The bar sits behind black windows in First Hill, a neighborhood better known for its emergency rooms and slick office towers than a bohemian vibe. When artist Greg Lundgren co-launched it in 2005, he and videographer Jeff Scott thought of it as a temporary installation of sorts, a fun project for a few years. Eighteen years later, it’s still going, and still one of the city’s hidden treasures. (Lundgren has since launched the Museum of Museums, among other projects).
The Hideout’s signature is the two broad walls that run the length of the bar, each filled with paintings neatly tiled like puzzle pieces. Currently more than 100 hang at the Hideout, with about a quarter part of the bar’s permanent collection. The rest are for sale.
“They wanted a bit of a divey vibe, with reused materials. It wasn’t polished and perfect,” says Jeremy Buben, who curates the Hideout’s art. The chandelier above gives it a bit of a rococo feel, while the green vinyl seats lean midcentury retro. And the sheer variety of paintings—still lifes and abstracts, darkly funny puns and deeply sincere portraits—make it feel like the funky living room of an eclectic art collector. Buben calls the collection “a little bit of everything.”
Bartenders don’t push the for-sale aspect on patrons, but they keep catalogs of the current art at the bar (it’s also online). The booklets list the prices for each, shockingly affordable for original art—right now the pieces range from $350 to $7,200. Prices are set by the local artists and hang on consignment, with the bar facilitating payment plans for buyers who need time to make it work. It’s a place that wants you to own art.

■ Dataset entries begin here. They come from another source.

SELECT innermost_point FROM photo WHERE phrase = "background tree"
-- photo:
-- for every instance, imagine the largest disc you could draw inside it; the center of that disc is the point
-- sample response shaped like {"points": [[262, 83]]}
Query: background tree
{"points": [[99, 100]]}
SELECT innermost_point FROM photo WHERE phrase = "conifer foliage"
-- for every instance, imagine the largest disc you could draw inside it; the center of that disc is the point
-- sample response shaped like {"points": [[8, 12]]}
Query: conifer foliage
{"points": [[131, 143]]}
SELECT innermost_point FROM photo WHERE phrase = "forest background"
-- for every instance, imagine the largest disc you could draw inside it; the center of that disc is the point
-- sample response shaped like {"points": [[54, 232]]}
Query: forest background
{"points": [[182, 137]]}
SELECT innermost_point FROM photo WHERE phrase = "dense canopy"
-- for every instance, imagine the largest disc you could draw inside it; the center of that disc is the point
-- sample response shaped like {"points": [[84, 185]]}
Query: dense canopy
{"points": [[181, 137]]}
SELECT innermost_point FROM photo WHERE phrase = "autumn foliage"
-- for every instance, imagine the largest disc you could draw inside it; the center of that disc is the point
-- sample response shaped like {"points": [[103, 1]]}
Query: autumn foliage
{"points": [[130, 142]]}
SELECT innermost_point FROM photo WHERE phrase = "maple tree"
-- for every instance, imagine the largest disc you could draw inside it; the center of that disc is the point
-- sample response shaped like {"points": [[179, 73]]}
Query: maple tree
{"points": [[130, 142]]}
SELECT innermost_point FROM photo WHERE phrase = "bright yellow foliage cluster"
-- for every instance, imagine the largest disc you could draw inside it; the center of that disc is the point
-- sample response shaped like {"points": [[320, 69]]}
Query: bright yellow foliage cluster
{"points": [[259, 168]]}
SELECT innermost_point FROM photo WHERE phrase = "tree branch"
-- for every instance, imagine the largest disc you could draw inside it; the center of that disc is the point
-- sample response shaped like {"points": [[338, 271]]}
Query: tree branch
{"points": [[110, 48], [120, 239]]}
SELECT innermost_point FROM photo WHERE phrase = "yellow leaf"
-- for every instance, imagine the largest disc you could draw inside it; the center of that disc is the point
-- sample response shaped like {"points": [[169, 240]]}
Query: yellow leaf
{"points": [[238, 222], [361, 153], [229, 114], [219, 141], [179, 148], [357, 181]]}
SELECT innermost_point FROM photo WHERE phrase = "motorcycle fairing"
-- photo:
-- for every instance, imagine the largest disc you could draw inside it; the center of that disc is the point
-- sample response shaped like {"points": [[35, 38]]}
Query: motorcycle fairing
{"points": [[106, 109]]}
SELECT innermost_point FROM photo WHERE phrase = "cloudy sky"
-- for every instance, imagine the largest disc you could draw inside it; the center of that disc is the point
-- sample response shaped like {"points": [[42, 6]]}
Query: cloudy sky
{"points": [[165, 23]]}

Not artsy? The place works just fine as a bar—in a neighborhood that has few great hangs. The Hideout’s claim is “no white plastic or energy drinks,” and the menu is a relaxed version of the cocktail standard. A bottle of beer isn’t out of place, nor is a drink mixed of fresh juices and with a name like Jules et Jim.
Nowhere else in Seattle’s art scene is a sense of humor so central. The Andy Warhol drink? That’s a cosmo with a complimentary Polaroid pic snapped by the bartender. At one time a vending machine sold sex toys and tiny pieces of art, and at another there was a confession booth. Currently a nonworking fortune teller machine (of the Big variety) sits in the back corner; Buben says it might end up operational at some point, or maybe not.
Though pieces come and go, Buben does a full rehang a few times a year, and the bar publishes a zine of art made at the Hideout. The bar will celebrate the latest refresh mid-August with a release party, but the best part of the joint is that every day captures the energy of a show’s opening night, the free-flowing community of an art walk. Art can be a lot of things, from important to serious, from thoughtful to tragic. The Hideout doesn’t forget that it can be all of those things without pretension.